When we think about the future of financial services, a paperless environment is a likely outcome. But transitioning from a paper based to a paperless i.e. electronic environment is not as easy as it looks.
Here’s a lesson from the past. During the Second World War, Allied agents dropped into occupied France took huge crystal sets with them to send secret intelligence electronically back to England. Initially, these messages were lengthy, requiring operators to spend a long time transmitting. The crystal sets were large and had to be constantly moved and carefully hidden. The lengthy transmission times and the difficulties of concealing these devices exposed many agents to the risk of capture.
As the war progressed, messages became shorter, and coded. Radio broadcasts became an alternative method of exchanging information. Jean had a green thumb sent over the wireless could summarize an entire battle plan.
So the lesson learned is simple. Electronic communications are better kept brief and content needs to be protected. If we communicate electronically as if we were still using paper, the results may not be what we intended. It would also help if content was structured rather than unstructured. Regulators hate unstructured data. The right technology can make a major contribution to solving this problem.
As firms shift from paper to electronic communication, not only must they rethink their approach to content management, but to communications as well.

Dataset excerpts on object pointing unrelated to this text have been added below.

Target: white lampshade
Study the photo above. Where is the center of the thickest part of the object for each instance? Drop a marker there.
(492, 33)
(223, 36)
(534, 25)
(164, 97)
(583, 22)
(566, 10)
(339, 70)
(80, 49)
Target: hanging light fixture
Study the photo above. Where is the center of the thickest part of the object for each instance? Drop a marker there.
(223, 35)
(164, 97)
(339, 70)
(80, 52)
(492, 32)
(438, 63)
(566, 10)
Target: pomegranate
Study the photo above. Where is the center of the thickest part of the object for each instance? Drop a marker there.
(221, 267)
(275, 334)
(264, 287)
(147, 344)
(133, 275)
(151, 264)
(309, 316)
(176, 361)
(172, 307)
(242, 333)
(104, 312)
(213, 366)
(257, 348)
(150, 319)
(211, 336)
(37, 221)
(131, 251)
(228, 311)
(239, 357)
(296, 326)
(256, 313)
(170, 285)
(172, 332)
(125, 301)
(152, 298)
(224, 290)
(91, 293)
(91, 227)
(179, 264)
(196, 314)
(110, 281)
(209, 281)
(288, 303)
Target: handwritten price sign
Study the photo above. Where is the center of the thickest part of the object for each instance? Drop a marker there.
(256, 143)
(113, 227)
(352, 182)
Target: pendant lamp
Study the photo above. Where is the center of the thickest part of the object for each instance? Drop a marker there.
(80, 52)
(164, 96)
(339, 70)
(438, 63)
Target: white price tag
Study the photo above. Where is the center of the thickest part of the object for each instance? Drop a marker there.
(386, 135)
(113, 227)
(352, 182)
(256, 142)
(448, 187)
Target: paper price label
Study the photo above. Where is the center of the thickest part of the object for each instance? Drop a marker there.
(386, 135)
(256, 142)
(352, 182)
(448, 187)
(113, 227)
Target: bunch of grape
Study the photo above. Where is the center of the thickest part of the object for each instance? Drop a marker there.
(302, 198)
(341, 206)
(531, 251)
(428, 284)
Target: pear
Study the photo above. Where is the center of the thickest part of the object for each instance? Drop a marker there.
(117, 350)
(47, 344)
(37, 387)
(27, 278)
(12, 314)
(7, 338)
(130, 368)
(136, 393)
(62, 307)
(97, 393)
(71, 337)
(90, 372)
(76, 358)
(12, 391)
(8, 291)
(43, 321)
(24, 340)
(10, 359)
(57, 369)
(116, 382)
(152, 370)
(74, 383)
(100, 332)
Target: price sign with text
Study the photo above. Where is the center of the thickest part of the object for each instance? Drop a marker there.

Take file transfer for example. It may be more secure to exchange URLs than files. Documents contained on secure sites can be more easily protected. Entitlement processes can be put in place to determine who is eligible to access those sites and edit the content. Audit trails can be implemented to track changes. Security can even be established on an event driven basis, so that when a project ends so does access to its IP.
The market is moving us more towards greater collaboration and communication, and that means electronic, not paper based. But while that creates opportunity, it also carries with it certain risks.
The answer is to make sure the process and the technology are closely aligned which means a fresh approach to communications and content management across the enterprise.